For these, anomaly detection (also called dynamic thresholds in Azure Monitor) learns the pattern and alerts when the metric deviates from its expected range:

  • Traffic drops 60% compared to the same hour last week? Alert
  • Traffic drops 60% at 11pm on a Saturday? Expected — no alert

Azure Monitor dynamic thresholds support three sensitivities:

SensitivityFalse PositivesMissed Alerts
HighMoreFewer
MediumBalancedBalanced
LowFewerMore

Start with Medium and adjust based on alert quality. If you are getting false positives, lower the sensitivity. If you are missing real issues, raise it.

Runbooks: Every Alert Needs a Response Plan

An alert without a runbook is just anxiety. When the on-call engineer gets paged at 3am, they should not be improvising. Every alert should link to a runbook that answers:

  1. What does this alert mean? Plain language, not metric names
  2. What is the customer impact? Is anyone affected right now?
  3. What are the common causes? Top 3 reasons this alert fires
  4. What are the immediate steps? Check X, run Y, restart Z
  5. When to escalate? If step 4 does not resolve it, who to call
  6. How to verify resolution? What metric should you watch to confirm the fix

Store runbooks in your wiki, linked directly from the alert definition. In Azure Monitor, use the Action Group description field to include the runbook URL:

az monitor action-group create \
  --resource-group rg-monitoring \
  --name 'PaymentAPI-Sev1' \
  --short-name 'PayAPISev1' \
  --action webhook oncall-webhook 'https://hooks.pagerduty.com/...' \
  --action email ops-team 'ops@company.com'

Include the runbook link in the alert's custom properties so it appears in every notification.

A Real Alert Setup

Here is what a well-designed alerting configuration looks like for a payment API:

AlertThresholdWindowSeverityRoute
Error rate > 5%5% of requests return 5xx5 min sustainedSev 0PagerDuty call
Error rate > 1%1% of requests return 5xx10 min sustainedSev 1PagerDuty push
P95 latency > 2s95th percentile > 2000ms10 min sustainedSev 1PagerDuty push
P95 latency > 800ms95th percentile > 800ms15 min sustainedSev 2Slack
Zero traffic0 requests received3 min sustainedSev 0PagerDuty call
Connection pool > 80%Active connections > 80% of max10 min sustainedSev 2Slack
Dependency failure rate > 10%Calls to downstream services failing5 min sustainedSev 1PagerDuty push

Notice what is not on this list: CPU utilization, memory usage, disk I/O. Those are on a dashboard for investigation, but they do not page anyone.
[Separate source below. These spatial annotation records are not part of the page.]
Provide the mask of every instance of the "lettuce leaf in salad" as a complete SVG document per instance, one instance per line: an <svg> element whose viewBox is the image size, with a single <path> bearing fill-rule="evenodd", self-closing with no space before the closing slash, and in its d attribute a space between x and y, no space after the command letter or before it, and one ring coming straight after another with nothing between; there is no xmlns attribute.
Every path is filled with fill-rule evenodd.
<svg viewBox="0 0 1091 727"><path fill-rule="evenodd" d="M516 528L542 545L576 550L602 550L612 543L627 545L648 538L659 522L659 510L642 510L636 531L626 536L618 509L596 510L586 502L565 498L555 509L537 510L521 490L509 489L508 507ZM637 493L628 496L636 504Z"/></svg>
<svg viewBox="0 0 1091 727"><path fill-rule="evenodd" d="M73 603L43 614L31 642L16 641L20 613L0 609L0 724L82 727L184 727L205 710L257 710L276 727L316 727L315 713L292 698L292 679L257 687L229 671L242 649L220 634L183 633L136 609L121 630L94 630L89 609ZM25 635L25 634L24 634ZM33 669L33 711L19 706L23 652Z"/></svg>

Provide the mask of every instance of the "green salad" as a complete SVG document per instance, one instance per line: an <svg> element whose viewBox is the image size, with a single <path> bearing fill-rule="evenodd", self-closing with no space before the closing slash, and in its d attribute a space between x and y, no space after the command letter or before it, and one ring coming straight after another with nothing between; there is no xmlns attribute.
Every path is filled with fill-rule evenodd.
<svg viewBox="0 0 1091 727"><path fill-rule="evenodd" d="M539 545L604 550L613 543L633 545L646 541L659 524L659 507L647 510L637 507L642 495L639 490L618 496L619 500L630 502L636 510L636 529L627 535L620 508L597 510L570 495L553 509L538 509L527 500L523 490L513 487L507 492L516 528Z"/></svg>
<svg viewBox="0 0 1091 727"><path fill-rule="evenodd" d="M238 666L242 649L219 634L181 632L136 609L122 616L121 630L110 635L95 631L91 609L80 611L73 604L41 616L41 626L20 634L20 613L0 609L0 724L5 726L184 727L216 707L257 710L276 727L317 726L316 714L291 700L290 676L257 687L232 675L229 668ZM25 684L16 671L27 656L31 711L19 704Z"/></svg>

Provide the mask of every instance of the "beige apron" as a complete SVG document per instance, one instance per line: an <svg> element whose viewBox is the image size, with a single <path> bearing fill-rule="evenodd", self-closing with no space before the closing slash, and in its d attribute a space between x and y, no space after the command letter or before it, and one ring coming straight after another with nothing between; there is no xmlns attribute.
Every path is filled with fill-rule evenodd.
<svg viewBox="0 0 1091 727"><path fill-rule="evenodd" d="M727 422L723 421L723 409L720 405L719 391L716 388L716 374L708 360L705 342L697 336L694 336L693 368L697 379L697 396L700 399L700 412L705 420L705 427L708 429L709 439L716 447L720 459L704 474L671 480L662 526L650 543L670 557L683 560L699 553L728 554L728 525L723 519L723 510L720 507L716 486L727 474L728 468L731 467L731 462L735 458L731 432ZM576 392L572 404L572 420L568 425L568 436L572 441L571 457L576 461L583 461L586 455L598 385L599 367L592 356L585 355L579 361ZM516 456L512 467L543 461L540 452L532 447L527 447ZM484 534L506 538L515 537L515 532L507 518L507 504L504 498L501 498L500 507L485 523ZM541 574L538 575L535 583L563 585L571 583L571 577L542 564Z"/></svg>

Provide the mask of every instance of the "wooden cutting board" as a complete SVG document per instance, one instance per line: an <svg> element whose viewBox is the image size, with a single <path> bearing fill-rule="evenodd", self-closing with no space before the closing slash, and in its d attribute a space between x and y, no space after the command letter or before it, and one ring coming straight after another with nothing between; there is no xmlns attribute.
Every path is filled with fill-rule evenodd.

They are causes, not symptoms. Alert on symptoms — the things your customers feel.

Reducing Alert Count

If you currently have hundreds of alerts, here is a practical cleanup process:

  1. Export every alert that fired in the last 30 days
  2. Categorize each as: led to action, was investigated and dismissed, or was ignored
  3. Delete every alert that was ignored more than 3 times. If no one acts on it, it is noise
  4. Raise thresholds on alerts that were investigated and dismissed. The threshold is too sensitive
  5. Keep alerts that led to action. These are your real signals
  6. Review monthly. Alert quality degrades over time as systems change

Target: fewer than 20 active alerts per service. If you need more, your service is too complex or your alerts are too granular.

The Takeaway

Good alerting is not about catching everything. It is about catching the right things and routing them to the right people at the right urgency. Every alert should pass the 3am test. Every alert should have a runbook. And every alert that nobody acts on should be deleted.

Your monitoring system is not a safety net if your team has learned to ignore it. Fix the signal-to-noise ratio, and the monitoring starts working again.